The case involves a woman identified in court documents as C.H. who went to Pendergraft’s Orlando Women’s Center on November 15, 2001. Then 20 years old, C.H. was seeking an elective abortion at what she thought was around 18-20 weeks. She was actually more than 22 weeks pregnant. Unlicensed clinic staff administered the abortion pill RU-486 — which is not approved by for use after the tenth week of pregnancy — and other drugs, despite the fact that she was more than 22 weeks pregnant.
C.H. was in severe pain and having contractions. Allegedly, abortion workers told C.H. to “walk off her labor in the parking lot, and if she didn’t like that, she could leave.” C.H. did leave and later went to the local hospital where her daughter J.F. was born via caesarean section.

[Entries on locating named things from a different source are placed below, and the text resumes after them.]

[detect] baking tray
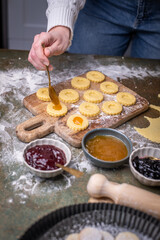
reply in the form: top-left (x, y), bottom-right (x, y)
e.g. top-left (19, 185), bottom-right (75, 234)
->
top-left (20, 203), bottom-right (160, 240)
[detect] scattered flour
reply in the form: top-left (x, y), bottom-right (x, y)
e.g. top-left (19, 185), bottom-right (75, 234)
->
top-left (0, 59), bottom-right (160, 204)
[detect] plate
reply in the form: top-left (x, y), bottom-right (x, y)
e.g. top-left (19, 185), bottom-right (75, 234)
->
top-left (20, 203), bottom-right (160, 240)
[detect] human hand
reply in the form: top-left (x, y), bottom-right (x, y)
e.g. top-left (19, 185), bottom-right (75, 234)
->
top-left (28, 26), bottom-right (70, 71)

Today, J.F. is 17 years old and reportedly continues to suffer effects of the botched abortion — a seizure disorder and physical and mental developmental delays. Although Pendergraft was serving a prison sentence for extortion at the time of J.F.’s birth, jurors decided that he was responsible for the horrific injuries suffered by C.H. and her daughter because his staff was following the illegal and dangerous protocols he had established.

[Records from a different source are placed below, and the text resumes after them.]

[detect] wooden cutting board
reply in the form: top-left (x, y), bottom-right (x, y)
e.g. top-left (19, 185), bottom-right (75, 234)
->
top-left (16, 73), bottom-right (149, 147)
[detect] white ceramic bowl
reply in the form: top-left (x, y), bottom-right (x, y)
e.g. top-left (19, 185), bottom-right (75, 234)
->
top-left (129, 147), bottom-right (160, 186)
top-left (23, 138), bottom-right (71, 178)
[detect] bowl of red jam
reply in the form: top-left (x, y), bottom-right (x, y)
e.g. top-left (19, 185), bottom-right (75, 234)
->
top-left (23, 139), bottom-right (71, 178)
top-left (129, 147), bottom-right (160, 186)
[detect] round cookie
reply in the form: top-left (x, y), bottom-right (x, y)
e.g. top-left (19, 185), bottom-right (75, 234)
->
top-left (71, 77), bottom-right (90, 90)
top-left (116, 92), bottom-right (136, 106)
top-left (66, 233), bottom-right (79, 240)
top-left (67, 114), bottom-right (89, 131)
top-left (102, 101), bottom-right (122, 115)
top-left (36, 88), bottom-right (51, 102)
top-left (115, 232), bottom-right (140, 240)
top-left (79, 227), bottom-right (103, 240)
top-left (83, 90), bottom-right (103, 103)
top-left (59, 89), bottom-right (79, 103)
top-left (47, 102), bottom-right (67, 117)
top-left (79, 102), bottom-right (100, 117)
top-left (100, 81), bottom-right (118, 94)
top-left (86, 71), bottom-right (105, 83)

There is evidence that C.H.’s case was not an outlier, and there may have been countless other babies born alive at Pendergraft’s abortion facility. In fact, the website for the Orlando Women’s Center states, “If the labor induction method is used, there is a small chance that the baby could live for a short period of time.”
Operation Rescue outlines how Pendergraft has failed to pay J.F. and her family for the cost of her medical treatment and setting up a medical trust to ensure her future care. Pendergraft appears to still be involved in multiple abortion businesses and a marijuana dispensary.
Pendergraft, in addition to his apparent ongoing involvement with these businesses, was arrested during a traffic stop in South Carolina. He was found to be selling illicit drugs and committing abortions from his van. The van contained bloody surgical instruments with human tissue on them. This illegal activity generated a cash income that could not be rightfully seized and given to J.F. and her family.
Operation Rescue also reports that C.H.’s lawyers allege that Pendergraft transferred money to his attorneys as part of a money-laundering scheme.